# Enabling Table Function



## AntAltMike (Nov 21, 2004)

I copied this nutrition table from another site and it pastes into my editing window as a table, but even when I put it between bracketed "table" ]table]]/table] formatting commands (reverse bracketed here so as not to enable), the formatting does not get incorporated.




Nutrient White Yolk % Total in White % Total in Yolk
Protein 3.6 g 2.7g 57% 43%
Fat 0.05g 4.5g 1% 99%
Calcium 2.3 mg 21.9 mg 9.5% 90.5%
Magnesium 3.6 mg 0.85 mg 80.8% 19.2%
Iron 0.03 mg 0.4 mg 6.2% 93.8%
Phosphorus 5 mg 66.3 mg 7% 93%
Potassium 53.8 mg 18.5 mg 74.4% 25.6%
Sodium 54.8 mg 8.2 mg 87% 13%
Zinc 0.01 mg 0.4 mg 0.2% 99.8%
Copper 0.008 mg 0.013 mg 38% 62%
Manganese 0.004 mg 0.009 mg 30.8% 69.2%
Selenium 6.6 mcg 9.5 mcg 41% 59%
Thiamin 0.01 mg 0.03 mg 3.2% 96.8%
Riboflavin 0.145 mg 0.09 mg 61.7% 48.3%
Niacin 0.035 mg 0.004 mg 89.7% 9.3%
Pantothenic acid. 0.63 mg 0.51 mg 11% 89%
B6 0.002 mg 0.059 mg 3.3% 96.7%
Folate 1.3 mcg 24.8 mcg 5% 95%
B12 0.03 mcg 0.331 mcg 8.3% 91.7%
Vitamin A 0 IU 245 IU 0% 100%
Vitamin E 0 mg 0.684 mg 0% 100%
Vitamin D 0 IU 18.3 IU 0% 100%
Vitamin K 0 IU 0.119 IU 0% 100%
DHA and AA 0 94 mg 0% 100%
Carotenoids 0 mcg 21 mcg 0% 100%
On this test post attempt, I constructed it while in the simple, "courier" font, whereas when I initially tried to develop it in "The OT" subforum, I was in advanced mode and the only difference in the displayed finished post was that in the latter, I also lost the "line breaks".

My source material is here: *Nutrients: Egg Yokes versus Egg Whites*

http://www.ahealthiermichigan.org/2011/10/11/the-nurtional-value-of-egg-whites-versus-egg-yolks-what-do-you-use/


----------



## David Bott (Jul 12, 2005)

Hi...I am sorry, but I an not aware how that function, if any, is used as I have never used it. Not sure a simple cut and paste will do it.

Side Note...Not sure what that has to do with electronics.  (Sorry, has to go there.)


----------



## makaiguy (Sep 24, 2007)

I suspect the table tag is not a native ip board function, but might be an add-on you've seen on some other boards, such as: https://community.invisionpower.com/files/file/7476-table-bbcode/


----------



## AntAltMike (Nov 21, 2004)

David Bott said:


> Side Note...Not sure what that has to do with electronics.  (Sorry, has to go there.)???


That table was to be a reply to this post in an open "OT" thread:

Satellite dish installers have to eat, too, ya know!



Cholly said:


> [background=#f7f7f7]More calories doesn't neccessarily mean more nutritios. In this case, a sandwich having only eggwhite is more nutritious than one with a whole egg, despite being lower in calory content.
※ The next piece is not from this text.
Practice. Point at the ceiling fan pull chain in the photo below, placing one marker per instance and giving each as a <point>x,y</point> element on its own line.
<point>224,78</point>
Less fat, y'know.[/background]





makaiguy said:


> I suspect the table tag is not a native ip board function, but might be an add-on you've seen on some other boards, such as: https://community.invisionpower.com/files/file/7476-table-bbcode/


It is actually on this board, as I can click the third icon in from upper left corner of the composition screen to select the 

bracket pair, but I just haven't found out what content must be placed between them to implement the table column placement of the data in each vertical column.

The formation of table columns would have been important for reporting transponder signal strengths back when DBS stood for Digital Broadcast Satellite, but now that it is Digital Bit Stream, maybe less so...


----------



## Nick (Apr 23, 2002)

Try csv values.


----------



## AntAltMike (Nov 21, 2004)

Nick said:


> Try csv values.


CVS only has good values on the items in their weekly sales flyers.


----------



## Drucifer (Feb 12, 2009)

BBC Table doesn't work on IPB

If paste from a properly formatted text, BBC Code works to get things in columns. Code is the <> button.

EDIT: Nope CODE doesn't work either.


----------



## Drucifer (Feb 12, 2009)

AntAltMike said:


> *CVS* only has good values on the items in their weekly sales flyers.


That's not what he typed.


----------



## Nick (Apr 23, 2002)

Nick said:


> Try csv values.





AntAltMike said:


> CVS only has good values on the items in their weekly sales flyers.





Drucifer said:


> That's not what he typed.


Drew, looks like Mike gotcha again.


----------



## AntAltMike (Nov 21, 2004)

Drucifer said:


> That's not what he typed.


Tsk, tsk, tsk. Criticizing Nick's typing is against forum rules. :nono2:

_"Horshack! Take of those glasses, and that ridiculous novelty nose!"_

_"I'm afraid the joke is on you, Mr. Kotter. This isn't a novelty nose. It's my real one. Aha! Aha! Aha!... oh."_


----------



## Stewart Vernon (Jan 7, 2005)

Example table code from my OTA discussion thread...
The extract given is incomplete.